Aufgrund des Wahlergebnisses erhält die KPÖ nun auch die meisten Stadtsenatsmandate, nämlich drei statt bisher zwei. Stadtsenat oder Stadtrat heißt in Graz zum Unterschied vom Gemeinderat die siebenköpfige Stadtexekutive. Die Stadträte werden nicht vom Gemeinderat gewählt, sondern unter allen im Gemeinderat vertretenen Parteien proportional nach der Stärke der Fraktionen verteilt. Neben den drei nunmehr auf die KPÖ entfallenden Stadträten stellen die ÖVP nun noch zwei und die Grünen und die FPÖ je einen Stadtrat. SPÖ und NEOS sind wegen zu geringer Stimmanteile in der Stadtregierung nicht vertreten.

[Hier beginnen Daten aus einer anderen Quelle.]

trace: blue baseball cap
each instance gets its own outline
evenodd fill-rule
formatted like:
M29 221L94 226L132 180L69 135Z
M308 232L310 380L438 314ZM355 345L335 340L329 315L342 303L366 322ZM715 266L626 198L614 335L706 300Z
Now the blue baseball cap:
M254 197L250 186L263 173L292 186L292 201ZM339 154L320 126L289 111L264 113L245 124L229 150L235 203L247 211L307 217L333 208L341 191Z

Bei den im gleichen Wahlgang gewählten 17 Stadtbezirksvertretungen liegt die KPÖ auffälligerweise in allen 8 Innenstadtbezirken vorn, während in den 9 Außenstadtbezirken, wo vielfach die wohlhabenderen Einwohner in Villengegenden zu Hause sind, weiterhin die ÖVP führend bleibt ("rote" Kernstadt, "schwarzer" Außenring).
Die KPÖ-Spitzenkandidatin Elke Kahr (59 Jahre), die schon seit 1993 Mitglied des Gemeinderats ist und seit 2005 als KPÖ-Stadträtin zunächst das Ressort Wohnungswesen, später das Ressort Verkehrswesen leitete, zeigte sich m Wahlabend vom Ausmaß ihres Wahlerfolgs selbst höchst überrascht. "Dieses Ergebnis ist überwältigend. Wir können es noch gar nicht fassen", sagte sie in ersten Äußerungen dazu. "Das ist für uns ein Riesenerfolg und mehr als erfreulich, ich habe mir das in dem Ausmaß nicht erwartet." Sie dankte den Wählerinnen und Wählern, aber zugleich auch den Spitzenkandidat*innen der anderen Parteien, weil der Wahlkampf "trotz allem ein sehr fairer" gewesen sei.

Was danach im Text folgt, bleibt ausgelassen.